Oleh: Mona Fatnia Mamonto, S.Pd
Kemiskinan tak kunjung rampung, sementara sekat-sekat korupsi pun makin menjamur, tak ada arah apapun dalam penyelesaiannya pun pada berbagai rencana yang dibilang terukur, beribu proyek besar mulai diukur agar nantinya skala pencapaian tujuan tak terlihat amburadul. Hal ini pun sejalan dengan tujuan Presiden Jokowi untuk menargetkan percepatan penururan kemiskina ekstrem dari angka 2,04 ke 0 % di tahun 2024.

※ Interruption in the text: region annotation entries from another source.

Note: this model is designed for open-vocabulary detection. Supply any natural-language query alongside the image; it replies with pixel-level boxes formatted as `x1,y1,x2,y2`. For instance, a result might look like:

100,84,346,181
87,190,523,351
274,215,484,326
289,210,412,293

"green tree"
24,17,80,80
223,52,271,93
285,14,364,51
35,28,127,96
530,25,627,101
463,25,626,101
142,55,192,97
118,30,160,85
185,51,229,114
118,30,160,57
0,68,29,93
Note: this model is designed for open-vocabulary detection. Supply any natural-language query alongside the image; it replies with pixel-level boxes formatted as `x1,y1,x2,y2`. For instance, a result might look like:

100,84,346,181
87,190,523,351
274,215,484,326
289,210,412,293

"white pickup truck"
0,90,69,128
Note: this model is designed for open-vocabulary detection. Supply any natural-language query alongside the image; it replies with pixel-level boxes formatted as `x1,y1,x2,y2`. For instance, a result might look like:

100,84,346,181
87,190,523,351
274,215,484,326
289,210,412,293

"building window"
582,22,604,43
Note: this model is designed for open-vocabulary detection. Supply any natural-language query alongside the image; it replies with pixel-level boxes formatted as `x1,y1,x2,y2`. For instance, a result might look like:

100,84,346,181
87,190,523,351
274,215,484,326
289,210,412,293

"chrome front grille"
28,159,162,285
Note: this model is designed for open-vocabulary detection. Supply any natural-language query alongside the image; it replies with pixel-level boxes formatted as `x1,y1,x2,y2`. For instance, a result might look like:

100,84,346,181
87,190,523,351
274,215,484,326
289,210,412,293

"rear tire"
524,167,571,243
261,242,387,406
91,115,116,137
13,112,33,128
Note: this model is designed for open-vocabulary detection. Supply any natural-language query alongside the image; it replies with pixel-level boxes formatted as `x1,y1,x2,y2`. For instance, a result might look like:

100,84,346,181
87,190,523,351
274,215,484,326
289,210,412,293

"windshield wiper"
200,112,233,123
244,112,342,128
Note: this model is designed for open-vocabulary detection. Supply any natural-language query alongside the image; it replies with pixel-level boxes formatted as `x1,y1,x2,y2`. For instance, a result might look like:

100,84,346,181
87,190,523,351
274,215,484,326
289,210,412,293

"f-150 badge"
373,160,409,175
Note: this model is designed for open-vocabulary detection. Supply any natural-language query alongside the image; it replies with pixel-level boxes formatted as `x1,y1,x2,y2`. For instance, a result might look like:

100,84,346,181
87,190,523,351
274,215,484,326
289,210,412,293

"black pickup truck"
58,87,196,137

Lalu penghapusan kemiskinana yang mana lagi dijadikan target dalam penuntasan angka tersebut, sementara dalam setiap daerah skala ekonomi masyarakat tak menentu ?
Kemiskinan ala Kapitalis
Setiap beban ada masanya, pun pada keadaan masyarakat yang setiap hari mengais rezeki untuk bisa bertahan hidup ala kadarnya, bukan sebuah pilihan ketika keadaan memaksakan, namun hal ini didukung oleh sistem yang mengaturnya. Kemiskinan tak pernah rampung meski telah berganti manusianya.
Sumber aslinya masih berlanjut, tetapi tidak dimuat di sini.